Well, I suppose I've rambled on for far too long, as usual. None of my stories are particularly interesting, unusual, or groundbreaking, they're just what I have. And they're better stories than the time a few months ago I sniped a Shin Soo Choo auto off ebay for around $5.

For anyone who stuck with me to the end here I have 2 things to say.

1. Thank You

2. Why?

6 comments:

night owl said...

Your story just made me realize that the only time I was in the hospital as a kid was when I had my tonsils out and it was before I even started collecting cards.

So I didn't even get any cards for being sick. I got lousy popsicles and ice cream. And a coloring book.

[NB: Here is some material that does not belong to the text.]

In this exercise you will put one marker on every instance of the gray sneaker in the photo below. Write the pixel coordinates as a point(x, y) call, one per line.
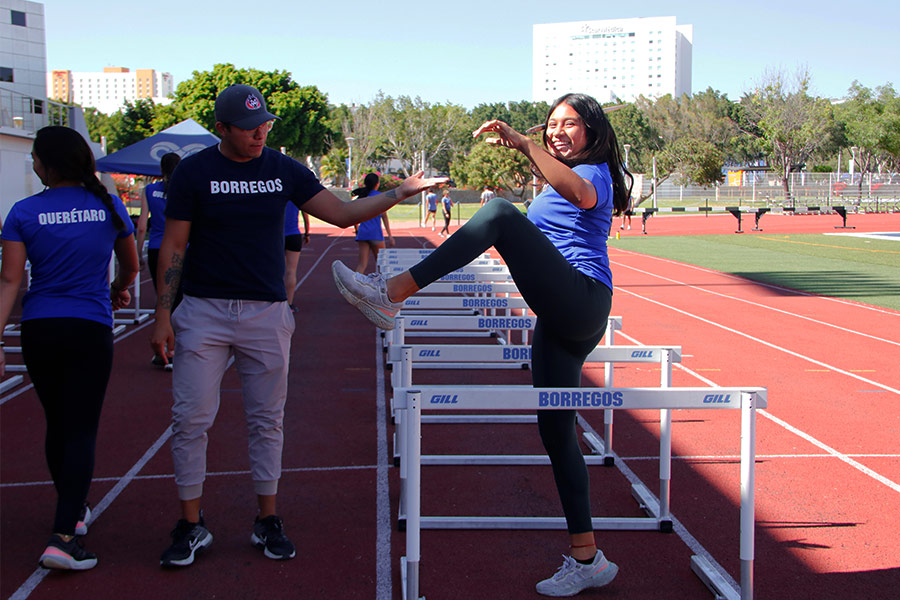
point(367, 293)
point(573, 577)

What good is being sick if you can't milk it for free cards?

beardy said...

man i hate night court. aside from that, great post!

i've still got a few o.g. garbage pail kids cards laying around somehere. There's something about 86 topps...i can't explain it really, but i've always liked it.

steveisjewish said...

My one hospital trip as a kid was on Christmad day to get stitches on my thumb when I cut myself trying to open the box to the game Torpedo Run

Dubbs said...

You had me at Hello.

I remember the garbage pail kids, and the movie was freakin awesome. We weren't huge into the cards, baseball was our taste of tea. The names, though, were oh-so-clever, and it was a refreshing point in time when that Ugly Kid Joe album came out w/ the garbage pail kid statue of liberty cover. Nice.

PunkRockPaint said...

I loved this story. I just plain loved this story.

--David said...

I don't know how I missed this when you first posted it, but it is hilarious (as stories of other people's pain often are). What a great story of childhood memories, the toys are parents wanted us to have, and of nearly losing an appendage!